Run SuperCellCyto on Cytometry Data — runSuperCellCyto • SuperCellCyto

This function creates supercells for a cytometry data formatted as a data.table object using the SuperCellCyto algorithm.

Please make sure you read additional details below to better understand what the function does and how it works.

Usage

runSuperCellCyto(
  dt,
  markers,
  sample_colname,
  cell_id_colname,
  aggregation_method = c("mean", "median"),
  gam = 20,
  k_knn = 5,
  BPPARAM = SerialParam(),
  load_balancing = FALSE
)

Arguments

dt: A data.table object containing cytometry data where rows represent cells and columns represent markers. If this is a data.frame object, the function will try to convert it to a data.table object. A warning message will be displayed when this happens. Otherwise, it will terminate.
markers: A character vector identifying the markers to create supercells with.
sample_colname: A character string identifying the column in dt that denotes the sample of a cell.
cell_id_colname: A character string identifying the column in dt representing each cell's unique ID.
aggregation_method: A character string specifying the method to be used for calculating the marker expression of the supercells. Accepted values are "mean" and "median". Based on the choice, the supercells' marker expression are computed by computing either the mean or median of the marker expression of the cells therein. The default value is "mean". If any other value is provided, the function will return an error.
gam: A numeric value specifying the gamma value which regulates the number of supercells generated. Defaults to 20.
k_knn: A numeric value specifying the k value (number of neighbours) used to build the kNN network. Defaults to 5.
BPPARAM: A BiocParallelParam object specifying parallel processing settings. Defaults to SerialParam, meaning the samples will be processed sequentially one after the other. Refer to additional details section below on parallel processing for more details.
load_balancing: A logical value indicating whether to use a custom load balancing scheme when processing multiple samples in parallel. Defaults to FALSE. Refer to additional details section below on parallel processing for more details.

Value

A list with the following components:

supercell_object: A list containing the object returned by SCimplify function. One object per sample. This object is critical for recomputing supercells in the future. Hence do not discard it.
supercell_expression_matrix: A data.table object that contains the marker expression for each supercell. These marker expressions are computed by calculating the mean of the marker expressions across all cells within each individual supercell.
supercell_cell_map: A data.table that maps each cell to its corresponding supercell. This table is essential for identifying the specific supercell each cell has been allocated to. It proves particularly useful for analyses that require one to expand the supercells to the individual cell level.

Parallel Processing

SuperCellCyto can process multiple samples simultaneously in parallel. This can drastically bring down processing time for dataset with a large number of samples. To enable this feature, set the BPPARAM parameter to either a MulticoreParam object or a SnowParam object. Importantly, it is also recommended to set the number of tasks (i.e., the task parameter in either MulticoreParam or SnowParam object) to the number of samples in the dataset.

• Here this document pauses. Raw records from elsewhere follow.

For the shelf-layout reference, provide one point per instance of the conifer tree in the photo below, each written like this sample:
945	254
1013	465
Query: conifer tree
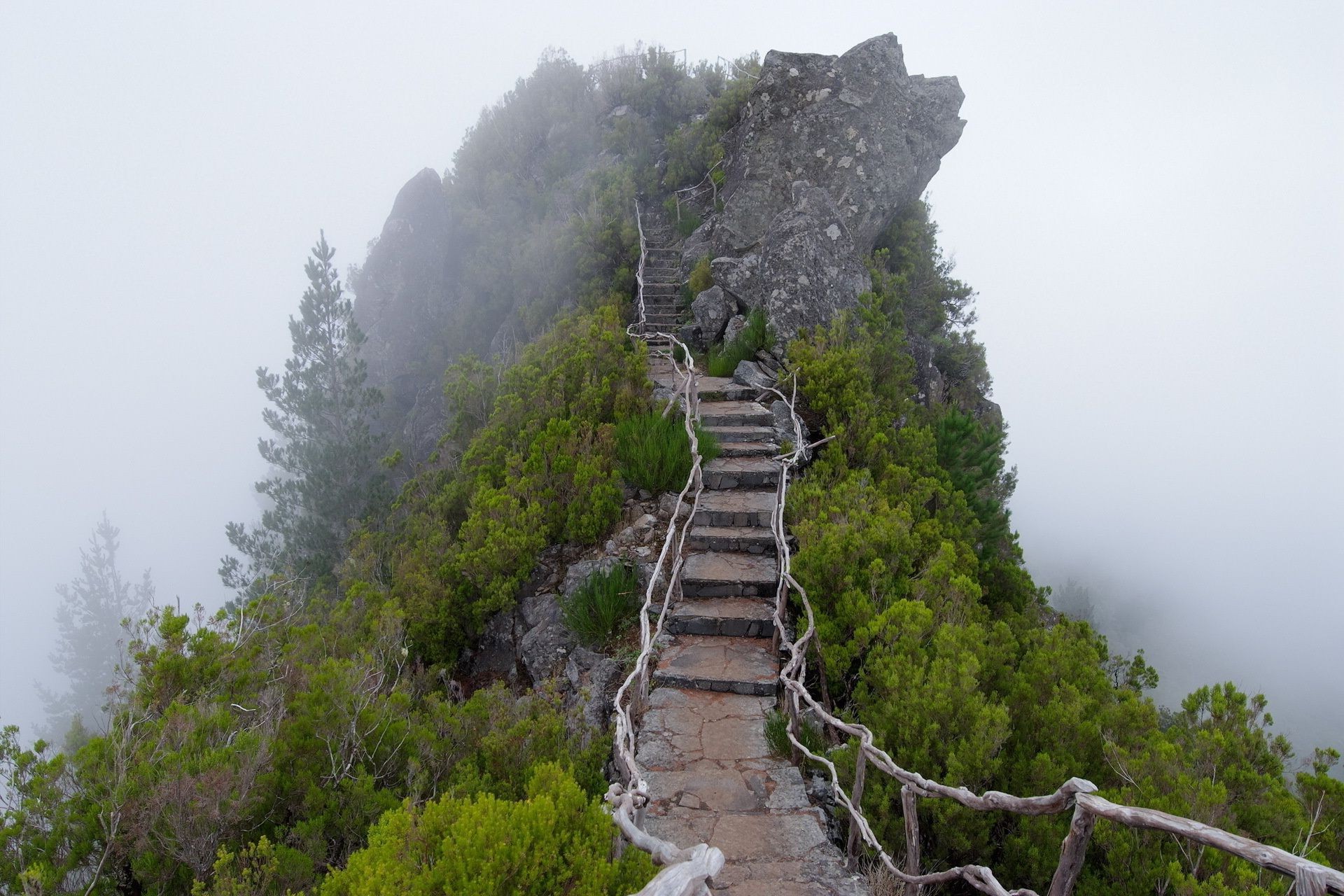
323	450
89	628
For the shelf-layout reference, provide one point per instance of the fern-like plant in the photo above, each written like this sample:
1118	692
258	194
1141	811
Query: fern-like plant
723	360
603	606
655	453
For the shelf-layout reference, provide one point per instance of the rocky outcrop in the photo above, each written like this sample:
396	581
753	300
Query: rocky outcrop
711	311
858	125
401	305
825	153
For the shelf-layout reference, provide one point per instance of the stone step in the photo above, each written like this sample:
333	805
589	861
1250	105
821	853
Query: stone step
722	388
736	472
727	617
721	574
736	507
721	664
742	539
765	434
714	414
748	449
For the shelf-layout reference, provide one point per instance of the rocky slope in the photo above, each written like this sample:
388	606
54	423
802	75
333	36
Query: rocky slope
827	150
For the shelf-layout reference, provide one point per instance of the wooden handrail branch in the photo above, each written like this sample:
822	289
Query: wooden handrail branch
685	871
1310	878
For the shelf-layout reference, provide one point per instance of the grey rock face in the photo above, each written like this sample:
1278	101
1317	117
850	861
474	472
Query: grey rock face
598	676
858	125
734	328
737	276
929	379
711	311
784	429
750	374
827	152
401	301
545	649
809	267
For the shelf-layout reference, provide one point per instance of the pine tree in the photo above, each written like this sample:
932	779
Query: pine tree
323	449
89	629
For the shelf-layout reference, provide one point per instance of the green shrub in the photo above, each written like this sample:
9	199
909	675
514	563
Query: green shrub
724	359
604	605
702	277
556	840
655	453
689	223
777	735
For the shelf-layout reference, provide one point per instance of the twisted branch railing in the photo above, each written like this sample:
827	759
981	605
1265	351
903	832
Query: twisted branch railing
1310	879
686	871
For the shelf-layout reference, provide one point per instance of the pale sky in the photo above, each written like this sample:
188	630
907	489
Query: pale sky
1148	198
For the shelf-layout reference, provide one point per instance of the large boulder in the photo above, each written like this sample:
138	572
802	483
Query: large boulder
401	305
809	266
827	152
711	311
857	125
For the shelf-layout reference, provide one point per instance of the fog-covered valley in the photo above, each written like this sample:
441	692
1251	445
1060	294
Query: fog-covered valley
1148	202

Furthermore, we also recommend setting load_balancing parameter to TRUE. This ensures optimal distribution of samples across multiple cores, and is particularly important if your samples are of varying sizes (number of cells).

Cell ID and Sample Definitions

The cell_id_colname parameter specifies the column in dt that denotes the unique identifier for each cell. It is perfectly normal to not have this column in your dataset by default. The good news is that it is trivial to create one. You can create a new vector containing a sequence of numbers from 1 to however many cells you have, and append this vector as a new column in your dataset. Refer to our vignette on how to do this.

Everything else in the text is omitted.